And extracting that knowledge from domain experts is hard. Um, you need to take their knowledge and somehow fit it in. To, I don't know, to, to, to direct it a safety graph in some sense, right? You need to, to distill their knowledge to make, to make something sensible, uh, for a causal analysis. And so, for example, like I, I think after lots of trial and error, like we realize that like, especially physicians, they know the process of treatment decision.
Much better than the know the process of outcome of what determines an outcome because they prescribe the drugs, for example, so like they know like what patient would receive like what drugs relatively speaking, and they know where the fuzziness exists, which. We need to take advantage of in, in, in, in modeling, because like, if there are strict guidelines that like everyone adheres to, like you have no place to operate within and make causal claims because I know it's like, it's, it's that, that will be like an overlap issues, right?

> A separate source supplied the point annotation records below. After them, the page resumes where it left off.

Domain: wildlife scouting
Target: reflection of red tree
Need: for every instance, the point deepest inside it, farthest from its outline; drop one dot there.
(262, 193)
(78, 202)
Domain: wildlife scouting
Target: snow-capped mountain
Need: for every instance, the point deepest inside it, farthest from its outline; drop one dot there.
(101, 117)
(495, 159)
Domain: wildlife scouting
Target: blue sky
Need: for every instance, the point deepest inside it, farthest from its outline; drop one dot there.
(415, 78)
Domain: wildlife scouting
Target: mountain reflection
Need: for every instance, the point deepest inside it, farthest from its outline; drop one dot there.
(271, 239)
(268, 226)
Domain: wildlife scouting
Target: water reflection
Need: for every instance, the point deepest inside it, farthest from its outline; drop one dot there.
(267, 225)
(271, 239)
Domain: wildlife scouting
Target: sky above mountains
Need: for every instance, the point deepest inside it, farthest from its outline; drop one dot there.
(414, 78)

Do you have no variance to. To start with, to start with. Yes. Thank you. So we realized that like modeling the, the, the, the decision to treat is much simpler than modeling, whatever the terms of the outcome may be. And so that's a slow process of interviewing and figuring out the complexities because they will like, they will start and tell you, oh, but those kinds of patients, like that, we get something different.
So, you know, that's. Uh, covariate, you need to adjust for, I know the,
Alex: what is the best part of working with physicians and people who are so deeply ingrained in ingrained in the domain,
Ehud Karavani: their passion.
They come to us because they have. Problems that they really seek to solve it's it's and it's a strong driver for for doing good work
Alex: You worked with on many interesting projects in your career some of them Were involving topics like child delivery.
You also work with people who are interested in causal effects It's related to, uh, surgical in medical sense, surgical interventions. What were the main lessons from, from those projects and looking at something, uh, so close to, to human body and human life?
Ehud Karavani: So I studied computational biology university, um, because, uh, I had a vague knowledge about computers, and I know they can be a great tool, but I was not interested in the tool itself.
I was interested in what, what, what it can do. And biology seems, seemed like, uh, like, like a very straightforward domain. To do good in I don't know like quote unquote good as I evolved my career Like I moved from biology to more applied biology right to medicine and and and and human health Uh more directly and so if you if you work on human health, it's like it's a very direct way to improve Uh people's life.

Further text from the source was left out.